Herstellingswerken & onderhoud

 

De woninghuurwet bepaalt hier niets over zodat teruggegrepen wordt naar het algemeen huurrecht.

 

Partijen kunnen in het huurcontract vrij kiezen wie welke herstellingen of onderhoud zal uitvoeren. Bepalen zij hierover niets, dan gelden de wettelijke regels:

 

De verhuurder dient gedurende de huurtijd alle herstellingen te doen die nodig zijn behalve de herstellingen ten laste van de huurder (zie verder).

 

Dringende herstellingen die niet kunnen wachten tot na het einde van de huur dient hij dus tijdens de huur uit te voeren. De huurder die hiervan last heeft kan geen schadevergoeding vragen voor deze ongemakken, zelfs als hij tijdelijk geen gebruik van het pand zou kunnen maken. Enkel indien deze herstellingen langer dan 40 dagen duren wordt de huurprijs verminderd naar gelang de tijd en van het gedeelte van het verhuurde goed waarvan hij niet gebruik heeft kunnen maken. Indien de herstellingen zo omvangrijk zijn dat de huisvesting van de huurder en van zijn gezin onmogelijk worden en daardoor het pand onbewoonbaar wordt, kan de huurder de huur wel doen ontbinden.

 

Indien de huurder schade lijdt omwille van gebreken in het pand, heeft hij recht op een schadevergoeding.

 

Indien niets wordt bepaald in het huur contract zal de huurder instaan voor onder andere herstellingen en onderhoud:

  Aan haarden, haardplaten, lijsten en mantels van schoorstenen;

  Aan de bepleistering van de muren van appartementen en andere woonplaatsen, onderaan   

  tot op een meter hoogte;

  Aan vloerstenen en tegels van kamers, wanneer er slechts enkele gebroken zijn;

  Aan ruiten, tenzij die gebroken zijn door hagel of andere buitengewone en door overmacht

  veroorzaakte voorvallen waarvoor de huurder niet aansprakelijk is;

  Aan deuren, vensterramen, planken dienende tot afschutting of tot sluiting van winkels,

 hengsels, grendels en sloten.

 

Dit is een oude wettelijke opsomming en is niet beperkend.

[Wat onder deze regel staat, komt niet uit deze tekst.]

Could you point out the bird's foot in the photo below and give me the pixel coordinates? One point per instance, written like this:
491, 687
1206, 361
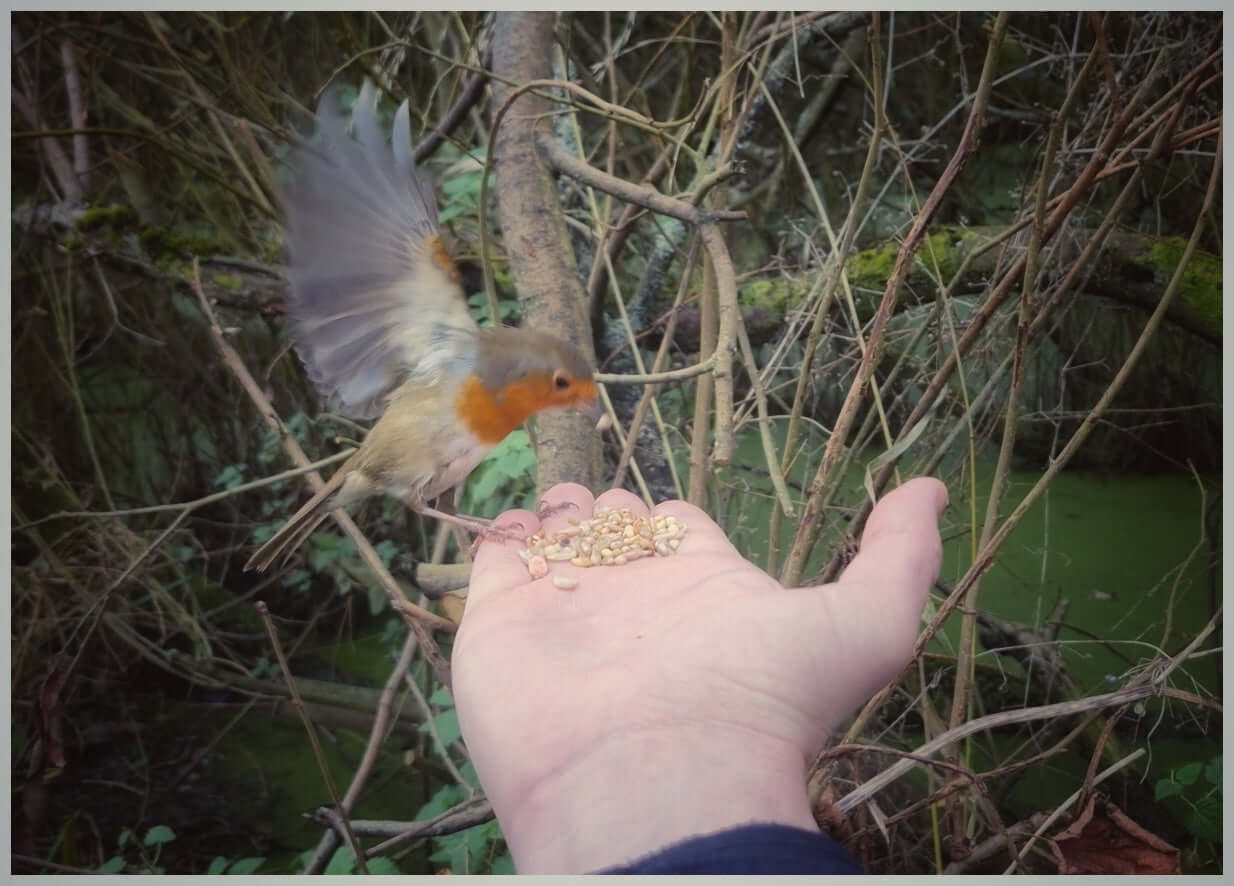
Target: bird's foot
544, 510
481, 528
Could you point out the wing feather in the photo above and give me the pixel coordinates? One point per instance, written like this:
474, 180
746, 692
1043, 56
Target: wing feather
370, 304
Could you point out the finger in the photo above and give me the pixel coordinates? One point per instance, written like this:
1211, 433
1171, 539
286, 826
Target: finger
564, 502
497, 565
702, 536
855, 636
901, 546
618, 499
882, 591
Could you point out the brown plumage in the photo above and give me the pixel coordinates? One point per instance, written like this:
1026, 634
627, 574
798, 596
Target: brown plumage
380, 321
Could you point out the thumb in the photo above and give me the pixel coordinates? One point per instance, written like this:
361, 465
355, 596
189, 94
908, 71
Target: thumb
858, 633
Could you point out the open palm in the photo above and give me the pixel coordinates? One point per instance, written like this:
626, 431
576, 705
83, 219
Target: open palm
700, 654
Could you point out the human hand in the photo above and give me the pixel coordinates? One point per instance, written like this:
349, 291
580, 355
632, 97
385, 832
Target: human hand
673, 696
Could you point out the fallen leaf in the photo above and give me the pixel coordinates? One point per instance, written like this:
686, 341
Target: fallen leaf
1105, 840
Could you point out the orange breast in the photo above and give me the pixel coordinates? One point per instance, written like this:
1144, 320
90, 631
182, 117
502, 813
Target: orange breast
491, 415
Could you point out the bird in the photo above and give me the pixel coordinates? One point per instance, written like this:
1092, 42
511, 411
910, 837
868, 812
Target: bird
379, 320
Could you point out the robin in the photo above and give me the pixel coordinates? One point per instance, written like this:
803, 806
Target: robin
380, 322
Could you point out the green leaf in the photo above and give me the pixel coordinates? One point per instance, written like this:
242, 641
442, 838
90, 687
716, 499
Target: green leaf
378, 600
231, 476
446, 797
447, 724
158, 836
502, 865
1166, 789
342, 861
1213, 770
1206, 819
1188, 773
381, 865
246, 865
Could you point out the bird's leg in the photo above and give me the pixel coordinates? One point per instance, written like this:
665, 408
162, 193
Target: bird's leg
483, 528
543, 510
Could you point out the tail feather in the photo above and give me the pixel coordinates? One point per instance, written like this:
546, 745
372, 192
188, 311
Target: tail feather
301, 525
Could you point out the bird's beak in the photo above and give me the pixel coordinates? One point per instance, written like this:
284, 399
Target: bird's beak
597, 411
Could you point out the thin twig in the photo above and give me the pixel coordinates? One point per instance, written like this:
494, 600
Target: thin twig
417, 617
811, 521
322, 765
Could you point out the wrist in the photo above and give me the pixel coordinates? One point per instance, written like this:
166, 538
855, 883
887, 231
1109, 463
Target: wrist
641, 791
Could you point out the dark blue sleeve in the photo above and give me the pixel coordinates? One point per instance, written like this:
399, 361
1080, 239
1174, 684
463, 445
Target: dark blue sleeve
748, 849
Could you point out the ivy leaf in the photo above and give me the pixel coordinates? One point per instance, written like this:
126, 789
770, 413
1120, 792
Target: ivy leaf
112, 865
1165, 787
1188, 773
1213, 770
158, 836
246, 865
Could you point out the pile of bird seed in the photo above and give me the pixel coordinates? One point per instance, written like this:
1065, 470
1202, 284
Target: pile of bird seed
612, 537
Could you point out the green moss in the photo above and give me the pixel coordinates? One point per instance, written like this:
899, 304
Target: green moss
776, 295
1201, 285
163, 243
871, 267
106, 217
947, 247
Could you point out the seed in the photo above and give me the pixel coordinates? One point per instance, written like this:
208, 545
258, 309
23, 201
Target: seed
537, 567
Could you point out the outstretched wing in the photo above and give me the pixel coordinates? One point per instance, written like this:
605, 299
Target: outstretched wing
375, 299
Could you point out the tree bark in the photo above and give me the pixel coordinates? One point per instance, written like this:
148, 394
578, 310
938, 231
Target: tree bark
537, 241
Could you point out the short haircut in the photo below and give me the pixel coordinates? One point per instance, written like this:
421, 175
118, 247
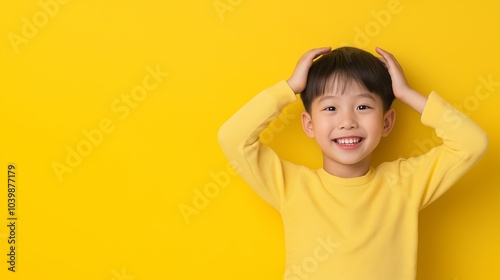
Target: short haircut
345, 65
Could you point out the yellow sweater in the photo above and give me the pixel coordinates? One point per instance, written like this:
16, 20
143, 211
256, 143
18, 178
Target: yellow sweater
362, 228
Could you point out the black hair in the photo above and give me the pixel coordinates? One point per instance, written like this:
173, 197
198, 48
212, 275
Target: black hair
343, 66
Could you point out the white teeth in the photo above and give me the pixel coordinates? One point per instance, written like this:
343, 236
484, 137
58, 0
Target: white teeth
348, 141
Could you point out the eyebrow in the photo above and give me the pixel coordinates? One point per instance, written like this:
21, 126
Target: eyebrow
365, 95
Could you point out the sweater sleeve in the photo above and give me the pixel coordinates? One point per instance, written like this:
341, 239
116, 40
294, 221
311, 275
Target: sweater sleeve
433, 173
238, 137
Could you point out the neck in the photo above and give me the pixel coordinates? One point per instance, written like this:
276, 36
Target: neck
346, 170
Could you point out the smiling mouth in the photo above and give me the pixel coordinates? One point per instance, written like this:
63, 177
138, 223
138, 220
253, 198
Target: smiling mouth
348, 140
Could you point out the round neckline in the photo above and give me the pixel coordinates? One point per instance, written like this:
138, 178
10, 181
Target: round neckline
347, 182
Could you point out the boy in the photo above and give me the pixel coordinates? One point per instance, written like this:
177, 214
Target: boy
349, 220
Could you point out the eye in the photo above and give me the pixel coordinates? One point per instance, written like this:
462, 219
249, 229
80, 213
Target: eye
363, 107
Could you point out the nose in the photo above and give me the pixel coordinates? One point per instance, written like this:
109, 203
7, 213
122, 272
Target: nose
347, 121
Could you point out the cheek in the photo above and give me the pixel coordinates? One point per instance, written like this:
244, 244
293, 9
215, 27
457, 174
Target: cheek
323, 126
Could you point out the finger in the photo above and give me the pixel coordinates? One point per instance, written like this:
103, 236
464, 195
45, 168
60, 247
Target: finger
315, 53
383, 61
389, 59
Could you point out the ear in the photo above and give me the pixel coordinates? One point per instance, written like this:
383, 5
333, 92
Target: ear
307, 124
389, 119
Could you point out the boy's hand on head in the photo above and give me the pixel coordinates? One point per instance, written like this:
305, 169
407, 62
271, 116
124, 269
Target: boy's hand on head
298, 80
400, 86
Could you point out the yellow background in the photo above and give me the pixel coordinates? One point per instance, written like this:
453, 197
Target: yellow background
117, 214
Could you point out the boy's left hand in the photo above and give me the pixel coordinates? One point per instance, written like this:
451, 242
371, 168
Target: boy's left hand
400, 86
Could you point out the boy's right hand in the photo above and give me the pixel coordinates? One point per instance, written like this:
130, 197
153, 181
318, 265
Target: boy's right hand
298, 80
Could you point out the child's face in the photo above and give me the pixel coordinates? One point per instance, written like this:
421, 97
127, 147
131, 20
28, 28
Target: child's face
348, 127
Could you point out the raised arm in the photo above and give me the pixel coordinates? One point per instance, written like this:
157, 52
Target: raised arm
400, 86
464, 143
257, 164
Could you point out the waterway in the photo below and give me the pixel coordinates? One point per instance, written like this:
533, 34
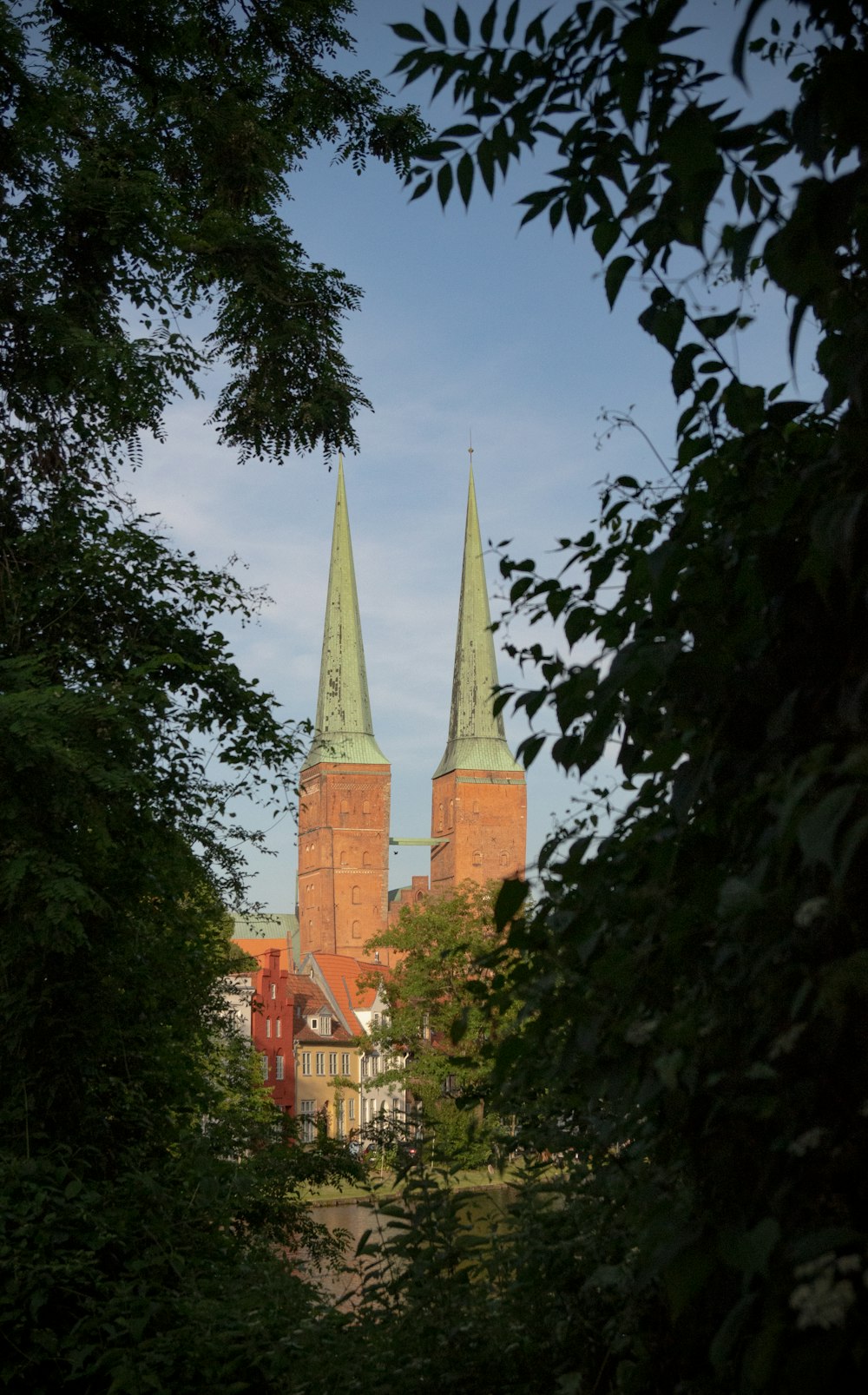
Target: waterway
482, 1210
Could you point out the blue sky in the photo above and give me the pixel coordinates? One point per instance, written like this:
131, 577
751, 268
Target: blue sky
466, 326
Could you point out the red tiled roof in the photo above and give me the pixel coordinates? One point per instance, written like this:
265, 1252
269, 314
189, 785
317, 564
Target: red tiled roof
305, 990
309, 1036
344, 976
259, 949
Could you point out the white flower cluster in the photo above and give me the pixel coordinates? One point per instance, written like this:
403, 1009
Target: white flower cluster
825, 1296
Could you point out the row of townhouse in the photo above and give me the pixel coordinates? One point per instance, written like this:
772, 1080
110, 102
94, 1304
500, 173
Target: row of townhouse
310, 1023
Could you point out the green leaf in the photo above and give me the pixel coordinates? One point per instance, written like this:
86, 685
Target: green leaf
408, 32
444, 184
744, 406
604, 236
465, 177
615, 276
716, 326
682, 367
486, 25
510, 900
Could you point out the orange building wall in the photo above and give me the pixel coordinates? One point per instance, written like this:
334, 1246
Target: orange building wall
344, 857
484, 818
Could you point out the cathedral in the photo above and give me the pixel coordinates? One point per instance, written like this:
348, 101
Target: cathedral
477, 794
306, 995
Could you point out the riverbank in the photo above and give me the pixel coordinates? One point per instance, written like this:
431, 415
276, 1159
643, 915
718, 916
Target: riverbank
387, 1185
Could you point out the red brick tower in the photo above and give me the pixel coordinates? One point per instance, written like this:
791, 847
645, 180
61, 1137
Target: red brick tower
479, 799
344, 801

Tal van discussies kunnen rijzen die door de rechtsleer besproken worden en door de rechtspraak beslecht.

 

De wet zegt ook  dat de huurder dient in te staan voor herstellingen en onderhoud  die volgens het plaatselijk gebruik bij hem liggen. Dit kan dus afhangen van plaats tot plaats al is dit wel echt verouderd.

 

Herstellingen voor de huurder dienen toch niet door hem te worden gedaan als ze veroorzaakt werden door ouderdom of overmacht.

 

Voor huurovereenkomsten vanaf 2019 geldt een andere regelgeving.